Tuesday, February 13, 2007

Hero

Here

Earlier today, Ogden Police Chief Jon Greiner confirmed that an off-duty police officer from Ogden killed the 18-year-old gunman who shot up the Trolley Square mall last night in Salt Lake City.


Greiner says the officer was at the mall with his wife celebrating Valentine's Day two days early. He didn't release the officer's name.

Brave man, brave wife.

When I first heard this had happened, we weren’t too far away. I, for some reason, jumped to thinking it was some drug related killing in the mall parking lot. Too much TV maybe, or maybe it’s just more comfortable to think of such that way, particularly with the children with us.

But no, it was a random act of evil and the people killed had no idea their night out would end that way. Most of them were actually in a card shop, the day before Valentines.

It’s odd. On the same day so many more lives were cut tragically short and by surprise, in, say traffic accidents. But when one human does it to another, and with a “smile on his face,” it feels uniquely tragic, and the community feels it more traumatically, clearly. Not to diminish the pain of those who lost loved ones by accident; it just feels worse from the outside when another human wants it to happen.

It’s stuff like this that makes the world seem precariously balanced; it can make for a lot of pessimism. But men like this Ogden officer, who left his wife on their valentine dinner, purposefully stood in a gunman’s path, and put an end to it, make it seem it will all work out, nevertheless.

4 comments:

Beck said...

What a tragic event! I've been following it closely ever since yesterday evening's first news reports. I have a family member who is a police officer for the SLC Police. My thoughts were maybe he was involved, but come to find out, he had just arrived home from a pretty typical day.
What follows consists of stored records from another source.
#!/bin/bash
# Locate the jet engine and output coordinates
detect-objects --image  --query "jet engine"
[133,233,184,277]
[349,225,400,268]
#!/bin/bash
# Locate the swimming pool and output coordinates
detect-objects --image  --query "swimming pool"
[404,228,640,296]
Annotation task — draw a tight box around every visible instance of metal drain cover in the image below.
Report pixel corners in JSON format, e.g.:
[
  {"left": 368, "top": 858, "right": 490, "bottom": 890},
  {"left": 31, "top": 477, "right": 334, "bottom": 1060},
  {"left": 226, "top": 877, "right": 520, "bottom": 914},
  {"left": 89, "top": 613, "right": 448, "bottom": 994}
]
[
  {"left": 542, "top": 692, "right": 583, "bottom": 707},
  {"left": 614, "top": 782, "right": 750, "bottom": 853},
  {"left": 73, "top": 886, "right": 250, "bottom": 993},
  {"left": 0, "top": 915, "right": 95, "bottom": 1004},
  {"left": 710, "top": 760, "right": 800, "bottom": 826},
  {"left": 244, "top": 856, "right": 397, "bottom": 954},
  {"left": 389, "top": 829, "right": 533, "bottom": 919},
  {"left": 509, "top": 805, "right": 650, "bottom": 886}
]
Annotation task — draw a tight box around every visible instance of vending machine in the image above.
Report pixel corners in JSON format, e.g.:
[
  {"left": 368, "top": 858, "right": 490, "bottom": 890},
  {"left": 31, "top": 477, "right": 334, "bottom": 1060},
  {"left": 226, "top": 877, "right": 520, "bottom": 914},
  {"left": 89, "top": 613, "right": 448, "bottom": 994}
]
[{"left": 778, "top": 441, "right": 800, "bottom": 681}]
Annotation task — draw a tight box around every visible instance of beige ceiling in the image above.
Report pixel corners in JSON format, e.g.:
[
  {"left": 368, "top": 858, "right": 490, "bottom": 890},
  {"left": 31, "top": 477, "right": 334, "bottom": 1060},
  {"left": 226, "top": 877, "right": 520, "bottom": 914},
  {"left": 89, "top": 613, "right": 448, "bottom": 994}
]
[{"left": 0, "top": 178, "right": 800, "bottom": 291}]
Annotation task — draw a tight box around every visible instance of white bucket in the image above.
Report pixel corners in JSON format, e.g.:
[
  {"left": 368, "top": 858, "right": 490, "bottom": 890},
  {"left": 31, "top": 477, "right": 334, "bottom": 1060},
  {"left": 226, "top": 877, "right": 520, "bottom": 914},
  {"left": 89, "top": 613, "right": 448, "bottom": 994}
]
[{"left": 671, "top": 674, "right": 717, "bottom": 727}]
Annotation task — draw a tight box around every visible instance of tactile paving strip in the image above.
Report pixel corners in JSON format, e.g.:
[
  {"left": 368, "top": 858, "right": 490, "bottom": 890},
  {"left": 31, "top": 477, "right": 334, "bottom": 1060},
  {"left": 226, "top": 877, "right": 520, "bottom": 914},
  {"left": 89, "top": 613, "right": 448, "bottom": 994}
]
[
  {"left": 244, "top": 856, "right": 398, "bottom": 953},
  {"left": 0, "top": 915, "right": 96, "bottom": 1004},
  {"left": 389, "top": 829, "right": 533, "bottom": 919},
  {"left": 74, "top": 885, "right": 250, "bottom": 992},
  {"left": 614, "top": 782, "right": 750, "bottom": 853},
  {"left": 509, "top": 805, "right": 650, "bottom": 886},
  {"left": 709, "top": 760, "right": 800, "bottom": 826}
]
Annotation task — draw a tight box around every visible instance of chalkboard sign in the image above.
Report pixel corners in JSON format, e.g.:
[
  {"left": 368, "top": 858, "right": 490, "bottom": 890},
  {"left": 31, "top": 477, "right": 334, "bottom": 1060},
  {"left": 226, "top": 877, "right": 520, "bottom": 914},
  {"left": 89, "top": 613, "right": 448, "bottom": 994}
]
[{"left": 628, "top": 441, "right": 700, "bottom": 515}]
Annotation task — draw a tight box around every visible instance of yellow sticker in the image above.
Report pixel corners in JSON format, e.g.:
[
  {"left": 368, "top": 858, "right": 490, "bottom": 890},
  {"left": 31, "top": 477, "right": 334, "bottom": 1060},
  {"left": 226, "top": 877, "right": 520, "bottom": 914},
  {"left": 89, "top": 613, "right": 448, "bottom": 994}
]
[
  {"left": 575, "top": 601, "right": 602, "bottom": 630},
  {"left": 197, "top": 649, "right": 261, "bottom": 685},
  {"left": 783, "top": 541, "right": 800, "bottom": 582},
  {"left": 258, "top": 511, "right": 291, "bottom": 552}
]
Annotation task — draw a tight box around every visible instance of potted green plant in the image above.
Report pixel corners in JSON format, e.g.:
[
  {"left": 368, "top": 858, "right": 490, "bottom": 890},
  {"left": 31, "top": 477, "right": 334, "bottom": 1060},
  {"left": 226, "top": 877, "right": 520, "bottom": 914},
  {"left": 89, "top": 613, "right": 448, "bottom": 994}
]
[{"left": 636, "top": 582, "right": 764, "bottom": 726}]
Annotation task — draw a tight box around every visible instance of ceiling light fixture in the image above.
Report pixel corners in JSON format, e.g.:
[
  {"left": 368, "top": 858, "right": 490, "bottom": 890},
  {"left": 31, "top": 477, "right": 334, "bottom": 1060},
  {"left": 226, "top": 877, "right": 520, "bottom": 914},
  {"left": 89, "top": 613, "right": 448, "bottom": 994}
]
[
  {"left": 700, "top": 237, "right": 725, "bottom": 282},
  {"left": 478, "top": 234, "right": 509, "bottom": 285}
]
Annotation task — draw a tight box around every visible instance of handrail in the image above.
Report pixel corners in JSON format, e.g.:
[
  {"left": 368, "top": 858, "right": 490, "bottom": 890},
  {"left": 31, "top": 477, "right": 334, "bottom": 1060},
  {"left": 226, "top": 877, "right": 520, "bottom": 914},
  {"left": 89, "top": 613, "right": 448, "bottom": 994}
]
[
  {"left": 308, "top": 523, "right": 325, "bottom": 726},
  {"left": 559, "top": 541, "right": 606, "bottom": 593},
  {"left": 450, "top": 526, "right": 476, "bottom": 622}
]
It's crazy! I've been in that mall countless times. I've done work in that mall. I just can't believe it happened!

But as horrible as it is, there is an amazing TRUE hero out there who didn't have to do what he did, but did it anyway. We use the word "hero" too frequently to trigger praise to a sports or entertainment celebrity. Thanks for articulately pointing out who the real "hero" is in this case...

A very sad day for those of us along the Wasatch Front and as a nation.

Beck said...

By the way, we should mention the police officer's name: KEN HAMMOND!

Chris said...

I grew up a couple of miles from Trolley Square. I was at the Spaghetti Factory with my daughters just two weeks ago. My boyfriend waited tables there for four years. I didn't lose anyone close to me, but this one hit close to home and I found myself fighting back tears whenever I read a news report about this. So tragic.

Scot said...

I do agree Beck. I too hear “hero” used too often. Here, though, this man deserves the word (thanks for finding his name; they weren’t releasing it at the time).

But in the last article I read it said:

“But whatever you do, don't call Hammond a hero. He doesn't like it.”

Modest too. But too d*beep*mn bad :-); if he’s not a hero, I’ll have to stop using the word. He could have stayed with his wife, his pregnant wife (again, I think she deserves some praise too; I know I couldn’t leave to do such a thing without my spouse’s blessing). He could have justified staying and protecting the patrons in the restaurant. Instead he did something for which he should, to my thinking, certainly be held up as an example.

The tragedy of the lives lost wells up the eyes, but so do this man’s actions, for completely different reasons.

Chris,
The first guy I dated worked there too (not the same guy, I’m SURE). We go there every Christmas with R’s family, and I used to roam that mall quite a bit as a kid, too. It’s odd reading the step-by-step account of something so grisly in such a familiar place.